Previous literature has suggested that a meaningful response may be defined by a 0.5–0.75-point decrease from baseline in GCSI aggregate score.24 25 However, there is no clear consensus regarding the definition of response to short-term therapy for gastroparesis, and we chose a more conservative definition (≥1 point decrease from baseline in GCSI aggregate score) for the current evaluation. The validity of this definition appears to be supported by the divergence in GCSI improvements between the entire study cohort and the subgroup classified as responders (figures 2 and 3).
The mean baseline GCSI score in this study indicates the severity of gastroparesis in the patient cohort.25 Because of the small sample size, a relationship between symptom severity at baseline and likelihood of response could not be determined. The differences in outcomes between patients with diabetic gastroparesis and those with idiopathic gastroparesis and/or differences among those with comorbid depression or anxiety need to be explored. Optimal dose and duration of treatment also require further evaluation. This proof-of-concept study provides preliminary evidence that nVNS could prove to be useful in larger controlled studies of patients with drug-refractory gastroparesis.
Significance of this study.
What is already known on this topic?
Gastric electric stimulation (GES) improves symptoms in patients with treatment-resistant gastroparesis possibly through a central mechanism of action and effects on the autonomic nervous system.
Vagus nerve stimulation (VNS) has shown promising results in treating a wide array of diseases in which central nervous system effects are thought to play a role.
What this study adds?
This is the first report of the use of non-invasive VNS (nVNS) as a new therapeutic approach to gastroparesis.
How might it impact on clinical practice in the foreseeable future?
nVNS could represent a less-invasive and less-expensive alternative to GES in patients with drug-refractory gastroparesis.
Acknowledgments
The authors acknowledge Anton Shklyayev for conducting statistical analyses. Editorial support was provided by Elizabeth Barton, MS, of MedLogix Communications, Schaumburg, Illinois.
Footnotes
Contributors: OE is the guarantor of the article and takes responsibility for the integrity of the work as a whole, from inception to publication. OE conceived the study, helped develop the protocol, provided oversight and authored the manuscript. EP was responsible for training patients to use gammaCore and record data; she also collected and collated diary data, participated in data analysis and helped write the manuscript. DN assisted with patient training, clinical follow-up and data collection. FJ was involved in patient recruitment and clinical follow-up and contributed to the manuscript. JM and EL helped develop the clinical protocol. All authors approved the final version of the article, including the authorship list.

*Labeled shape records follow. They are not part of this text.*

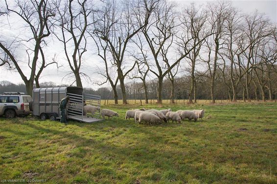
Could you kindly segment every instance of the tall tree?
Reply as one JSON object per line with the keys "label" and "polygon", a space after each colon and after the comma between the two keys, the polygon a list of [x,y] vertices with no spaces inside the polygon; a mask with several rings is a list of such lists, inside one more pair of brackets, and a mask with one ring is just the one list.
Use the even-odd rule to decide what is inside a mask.
{"label": "tall tree", "polygon": [[[253,16],[246,16],[245,17],[245,27],[243,29],[243,33],[245,35],[246,48],[241,47],[241,50],[243,51],[242,54],[246,59],[246,61],[242,65],[244,70],[247,71],[245,76],[245,83],[244,85],[246,92],[246,98],[250,101],[249,86],[251,81],[252,68],[257,64],[261,63],[255,62],[255,52],[262,41],[269,36],[272,29],[269,26],[269,20],[264,16],[255,12]],[[245,100],[246,99],[244,99]]]}
{"label": "tall tree", "polygon": [[[22,28],[27,28],[29,32],[26,31],[26,35],[20,34],[12,41],[1,39],[0,48],[6,56],[6,58],[1,58],[1,60],[7,61],[13,64],[26,85],[27,93],[32,96],[34,81],[36,79],[37,86],[39,86],[38,79],[42,70],[50,64],[46,63],[42,48],[46,44],[46,38],[50,34],[49,30],[52,24],[49,19],[55,16],[54,8],[47,0],[17,0],[14,5],[11,5],[12,2],[7,0],[5,3],[10,16],[17,16],[24,24]],[[30,69],[27,72],[23,69],[21,58],[16,56],[15,48],[19,46],[19,43],[21,46],[24,45],[26,47],[27,66]],[[36,71],[38,68],[40,68],[38,72]],[[29,79],[27,75],[29,75]]]}
{"label": "tall tree", "polygon": [[88,76],[81,71],[81,67],[87,51],[87,31],[93,23],[90,17],[94,12],[93,3],[89,0],[57,0],[53,4],[57,11],[52,33],[63,44],[76,86],[83,87],[81,76]]}
{"label": "tall tree", "polygon": [[[189,103],[196,102],[195,66],[196,61],[201,50],[201,47],[204,43],[204,41],[201,41],[207,34],[207,27],[205,26],[207,20],[207,11],[203,8],[195,7],[194,4],[191,4],[189,7],[183,10],[181,21],[187,27],[187,35],[190,35],[192,38],[190,41],[186,45],[187,51],[199,43],[197,46],[194,47],[191,52],[188,52],[188,54],[186,57],[191,68],[189,71],[191,77],[190,89],[188,96],[188,103]],[[193,97],[194,101],[192,101]]]}
{"label": "tall tree", "polygon": [[[127,103],[124,80],[136,65],[134,61],[129,68],[125,69],[127,67],[126,61],[132,62],[126,60],[126,56],[130,49],[128,43],[132,38],[148,23],[149,17],[158,1],[105,1],[100,12],[107,15],[107,18],[99,17],[98,23],[95,24],[94,33],[101,38],[100,41],[108,45],[108,51],[113,58],[113,64],[116,67],[123,104]],[[103,14],[102,13],[100,15]]]}
{"label": "tall tree", "polygon": [[133,42],[137,46],[139,51],[133,54],[133,57],[136,60],[137,72],[135,75],[130,77],[131,79],[134,78],[139,79],[142,82],[142,85],[144,90],[144,99],[145,103],[148,103],[148,91],[147,84],[146,83],[146,78],[148,77],[148,72],[150,67],[148,64],[149,62],[147,50],[145,49],[144,43],[140,35],[138,35],[137,39],[133,39]]}
{"label": "tall tree", "polygon": [[[208,4],[209,12],[208,21],[212,33],[214,34],[210,39],[211,42],[208,43],[209,57],[208,60],[208,73],[210,78],[210,98],[211,102],[215,103],[215,80],[218,64],[218,56],[223,42],[225,35],[224,24],[226,22],[227,11],[230,8],[230,2],[220,1]],[[211,57],[211,56],[213,56]]]}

Funding: This study was supported in part by an unrestricted grant from electroCore, Basking Ridge, New Jersey. Editorial support from MedLogix Communications was funded by electroCore and was provided under the direction of the authors in accordance with International Committee of Medical Journal Editors criteria for authorship.
Disclaimer: The authors are guarantors of this document, which expresses the opinions and conclusions of the authors and not those of their corresponding affiliations.
Competing interests: DN received a fellowship grant from electroCore. OE participated in a clinical study supported by electroCore. JM has participated in clinical trials supported by electroCore. EL is an employee of electroCore and receives stock ownership.
Ethics approval: New Devices Committee at the Royal Free London NHS Foundation Trust.
Provenance and peer review: Not commissioned; externally peer reviewed.